An appeals court on Friday blocked President Trump’s executive order suspending asylum access, a key pillar of the Republican president’s plan to crack down on migration at the southern border of the U.S.

A three-judge panel from the U.S. Court of Appeals for the District of Columbia Circuit found that immigration laws give people the right to apply for asylum at the border, and the president can’t circumvent that.

The panel concluded that the Immigration and Nationality Act doesn’t authorize the president to remove the plaintiffs under “procedures of his own making,” allow him to suspend plaintiffs’ right to apply for asylum or curtail procedures for adjudicating their anti-torture claims.

“The power by proclamation to temporarily suspend the entry of specified foreign individuals into the United States does not contain implicit authority to override the INA’s mandatory process to summarily remove foreign individuals,” wrote Judge J. Michelle Childs, who was nominated to the bench by Democratic President Biden.

The White House didn’t immediately respond to a request for comment.

ACLU attorney Lee Gelernt said in a statement that the appellate ruling is “essential for those fleeing danger who have been denied even a hearing to present asylum claims under the Trump administration’s unlawful and inhumane executive order.”

Judge Justin Walker, a Trump nominee, wrote a partial dissent.
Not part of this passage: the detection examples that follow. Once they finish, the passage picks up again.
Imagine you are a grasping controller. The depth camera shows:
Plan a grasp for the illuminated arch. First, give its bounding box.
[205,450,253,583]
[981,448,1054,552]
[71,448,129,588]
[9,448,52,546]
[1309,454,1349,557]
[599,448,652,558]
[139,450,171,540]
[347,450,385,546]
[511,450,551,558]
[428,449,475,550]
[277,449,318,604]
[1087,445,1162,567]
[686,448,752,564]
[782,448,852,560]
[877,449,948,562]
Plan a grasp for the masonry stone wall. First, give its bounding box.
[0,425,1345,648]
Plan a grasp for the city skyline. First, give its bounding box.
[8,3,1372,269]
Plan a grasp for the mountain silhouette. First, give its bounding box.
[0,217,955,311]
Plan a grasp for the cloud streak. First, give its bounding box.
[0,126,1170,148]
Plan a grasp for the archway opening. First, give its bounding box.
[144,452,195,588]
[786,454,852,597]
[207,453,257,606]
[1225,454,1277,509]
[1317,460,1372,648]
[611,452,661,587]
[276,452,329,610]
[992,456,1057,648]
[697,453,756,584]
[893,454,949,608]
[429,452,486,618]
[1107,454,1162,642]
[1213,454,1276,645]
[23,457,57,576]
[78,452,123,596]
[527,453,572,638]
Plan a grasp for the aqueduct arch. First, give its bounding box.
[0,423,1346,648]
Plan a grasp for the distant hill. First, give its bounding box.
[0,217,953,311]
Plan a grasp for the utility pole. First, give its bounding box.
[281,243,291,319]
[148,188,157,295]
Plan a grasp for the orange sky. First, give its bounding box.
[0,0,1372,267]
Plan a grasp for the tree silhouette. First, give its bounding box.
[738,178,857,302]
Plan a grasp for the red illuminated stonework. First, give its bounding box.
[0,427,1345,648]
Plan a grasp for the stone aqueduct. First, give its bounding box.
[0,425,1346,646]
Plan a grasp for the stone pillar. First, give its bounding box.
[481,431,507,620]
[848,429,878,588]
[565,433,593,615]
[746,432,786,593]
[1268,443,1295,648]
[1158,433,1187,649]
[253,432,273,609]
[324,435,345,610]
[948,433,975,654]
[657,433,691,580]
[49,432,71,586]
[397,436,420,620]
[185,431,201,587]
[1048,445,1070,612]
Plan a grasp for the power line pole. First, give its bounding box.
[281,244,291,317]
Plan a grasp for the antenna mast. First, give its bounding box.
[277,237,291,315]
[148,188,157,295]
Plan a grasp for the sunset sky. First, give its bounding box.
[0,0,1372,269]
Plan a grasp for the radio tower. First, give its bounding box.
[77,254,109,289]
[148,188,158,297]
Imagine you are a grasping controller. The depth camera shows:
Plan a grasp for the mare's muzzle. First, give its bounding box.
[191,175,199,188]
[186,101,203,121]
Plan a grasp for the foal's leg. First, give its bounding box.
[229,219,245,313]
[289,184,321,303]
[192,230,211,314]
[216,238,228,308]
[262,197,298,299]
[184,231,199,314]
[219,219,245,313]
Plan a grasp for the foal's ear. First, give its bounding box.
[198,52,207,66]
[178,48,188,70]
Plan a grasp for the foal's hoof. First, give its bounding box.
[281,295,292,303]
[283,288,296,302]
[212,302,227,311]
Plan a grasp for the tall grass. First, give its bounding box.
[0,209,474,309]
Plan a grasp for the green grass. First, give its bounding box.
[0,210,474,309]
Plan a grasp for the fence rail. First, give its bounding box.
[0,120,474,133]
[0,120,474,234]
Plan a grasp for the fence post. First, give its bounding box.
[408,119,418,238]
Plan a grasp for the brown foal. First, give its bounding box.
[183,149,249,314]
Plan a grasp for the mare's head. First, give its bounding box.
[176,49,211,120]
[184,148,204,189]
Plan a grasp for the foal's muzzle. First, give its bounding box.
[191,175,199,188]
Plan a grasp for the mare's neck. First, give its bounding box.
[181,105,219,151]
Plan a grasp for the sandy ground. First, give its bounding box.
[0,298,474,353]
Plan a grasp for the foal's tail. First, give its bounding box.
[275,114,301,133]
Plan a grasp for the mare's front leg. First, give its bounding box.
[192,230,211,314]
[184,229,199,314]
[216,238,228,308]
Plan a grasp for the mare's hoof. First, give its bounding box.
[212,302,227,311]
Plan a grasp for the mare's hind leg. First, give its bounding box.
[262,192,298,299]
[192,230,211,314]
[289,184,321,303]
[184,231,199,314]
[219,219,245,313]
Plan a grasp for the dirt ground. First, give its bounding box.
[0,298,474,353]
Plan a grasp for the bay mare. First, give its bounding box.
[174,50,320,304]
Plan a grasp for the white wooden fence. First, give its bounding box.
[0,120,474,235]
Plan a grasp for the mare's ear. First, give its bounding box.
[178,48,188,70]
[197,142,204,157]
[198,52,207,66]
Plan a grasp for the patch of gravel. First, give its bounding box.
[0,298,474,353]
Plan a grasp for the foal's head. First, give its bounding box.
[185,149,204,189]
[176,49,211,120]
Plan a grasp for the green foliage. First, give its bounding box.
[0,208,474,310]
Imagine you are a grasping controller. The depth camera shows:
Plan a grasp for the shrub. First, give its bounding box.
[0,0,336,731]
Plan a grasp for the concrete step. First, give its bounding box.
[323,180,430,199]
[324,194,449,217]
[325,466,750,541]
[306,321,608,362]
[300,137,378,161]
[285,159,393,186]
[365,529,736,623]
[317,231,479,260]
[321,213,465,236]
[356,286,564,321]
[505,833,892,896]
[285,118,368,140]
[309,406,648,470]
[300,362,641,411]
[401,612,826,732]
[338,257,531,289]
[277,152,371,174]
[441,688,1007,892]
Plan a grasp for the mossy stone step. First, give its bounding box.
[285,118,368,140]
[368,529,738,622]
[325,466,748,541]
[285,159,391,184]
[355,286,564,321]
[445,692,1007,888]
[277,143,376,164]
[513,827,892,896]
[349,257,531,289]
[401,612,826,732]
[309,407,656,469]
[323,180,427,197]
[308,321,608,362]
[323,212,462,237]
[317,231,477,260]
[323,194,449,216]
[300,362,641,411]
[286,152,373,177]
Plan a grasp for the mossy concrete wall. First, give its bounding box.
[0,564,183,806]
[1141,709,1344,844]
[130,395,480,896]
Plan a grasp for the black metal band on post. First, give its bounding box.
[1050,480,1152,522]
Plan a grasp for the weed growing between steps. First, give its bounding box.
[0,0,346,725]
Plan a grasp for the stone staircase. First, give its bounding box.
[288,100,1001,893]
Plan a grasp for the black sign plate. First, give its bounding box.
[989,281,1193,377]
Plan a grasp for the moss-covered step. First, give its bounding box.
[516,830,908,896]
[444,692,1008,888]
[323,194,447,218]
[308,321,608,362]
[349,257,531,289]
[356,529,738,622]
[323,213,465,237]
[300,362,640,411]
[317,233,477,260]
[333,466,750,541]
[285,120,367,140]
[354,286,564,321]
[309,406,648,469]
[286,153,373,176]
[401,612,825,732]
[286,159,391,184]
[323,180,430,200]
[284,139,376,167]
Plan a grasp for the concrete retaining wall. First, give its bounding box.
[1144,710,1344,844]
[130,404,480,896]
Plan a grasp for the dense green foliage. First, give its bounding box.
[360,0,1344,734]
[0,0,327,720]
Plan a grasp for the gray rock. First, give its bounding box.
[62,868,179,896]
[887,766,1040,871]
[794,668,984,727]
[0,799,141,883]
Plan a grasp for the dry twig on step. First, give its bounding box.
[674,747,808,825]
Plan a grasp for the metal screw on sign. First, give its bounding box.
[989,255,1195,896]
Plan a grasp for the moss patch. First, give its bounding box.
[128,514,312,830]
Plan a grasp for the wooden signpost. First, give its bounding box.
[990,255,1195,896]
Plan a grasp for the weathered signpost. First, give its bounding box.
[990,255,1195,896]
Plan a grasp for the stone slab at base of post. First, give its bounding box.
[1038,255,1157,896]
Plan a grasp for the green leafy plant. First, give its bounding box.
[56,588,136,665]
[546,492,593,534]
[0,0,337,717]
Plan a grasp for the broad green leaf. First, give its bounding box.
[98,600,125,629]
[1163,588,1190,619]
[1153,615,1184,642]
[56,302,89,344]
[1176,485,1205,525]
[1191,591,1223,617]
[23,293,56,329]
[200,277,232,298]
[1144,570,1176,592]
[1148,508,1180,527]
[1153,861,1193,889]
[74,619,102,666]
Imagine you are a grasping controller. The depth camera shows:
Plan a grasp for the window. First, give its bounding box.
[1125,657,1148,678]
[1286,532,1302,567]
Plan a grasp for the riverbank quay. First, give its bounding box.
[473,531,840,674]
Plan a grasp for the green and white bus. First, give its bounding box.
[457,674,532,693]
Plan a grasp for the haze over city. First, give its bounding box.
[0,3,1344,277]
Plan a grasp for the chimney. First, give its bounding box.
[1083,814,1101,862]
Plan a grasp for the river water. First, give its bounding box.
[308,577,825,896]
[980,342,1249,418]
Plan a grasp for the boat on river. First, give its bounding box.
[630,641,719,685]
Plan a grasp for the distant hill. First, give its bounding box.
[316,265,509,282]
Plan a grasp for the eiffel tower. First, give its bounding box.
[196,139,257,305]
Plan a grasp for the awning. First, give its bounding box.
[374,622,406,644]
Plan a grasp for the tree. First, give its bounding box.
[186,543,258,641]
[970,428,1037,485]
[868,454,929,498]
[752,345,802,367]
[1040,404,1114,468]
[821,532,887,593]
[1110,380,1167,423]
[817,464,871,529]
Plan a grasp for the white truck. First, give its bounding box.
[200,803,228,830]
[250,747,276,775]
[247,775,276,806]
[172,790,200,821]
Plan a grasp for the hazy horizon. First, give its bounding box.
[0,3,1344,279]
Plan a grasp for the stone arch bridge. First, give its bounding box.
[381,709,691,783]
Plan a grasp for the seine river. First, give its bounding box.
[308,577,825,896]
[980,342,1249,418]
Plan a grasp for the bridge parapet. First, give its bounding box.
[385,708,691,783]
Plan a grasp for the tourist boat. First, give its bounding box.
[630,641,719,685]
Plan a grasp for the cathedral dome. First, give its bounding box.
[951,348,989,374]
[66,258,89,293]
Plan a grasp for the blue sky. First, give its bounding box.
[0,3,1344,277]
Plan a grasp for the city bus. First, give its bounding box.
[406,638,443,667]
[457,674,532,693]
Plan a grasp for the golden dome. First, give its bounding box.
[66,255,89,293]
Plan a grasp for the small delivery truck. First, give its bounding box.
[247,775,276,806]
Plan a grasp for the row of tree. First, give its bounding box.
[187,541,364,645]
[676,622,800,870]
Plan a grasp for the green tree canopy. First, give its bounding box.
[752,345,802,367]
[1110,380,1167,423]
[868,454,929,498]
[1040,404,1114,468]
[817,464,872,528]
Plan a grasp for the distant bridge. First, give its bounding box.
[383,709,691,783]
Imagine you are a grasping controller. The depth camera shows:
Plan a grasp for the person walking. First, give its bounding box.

He said the law gives immigrants protections against removal to countries where they would be persecuted, but the administration can issue broad denials of asylum applications.

Walker, however, agreed with the majority that the president cannot deport migrants to countries where they will be persecuted or strip them of mandatory procedures that protect against their removal.

Judge Cornelia Pillard, who was nominated by Democratic President Obama, also heard the case.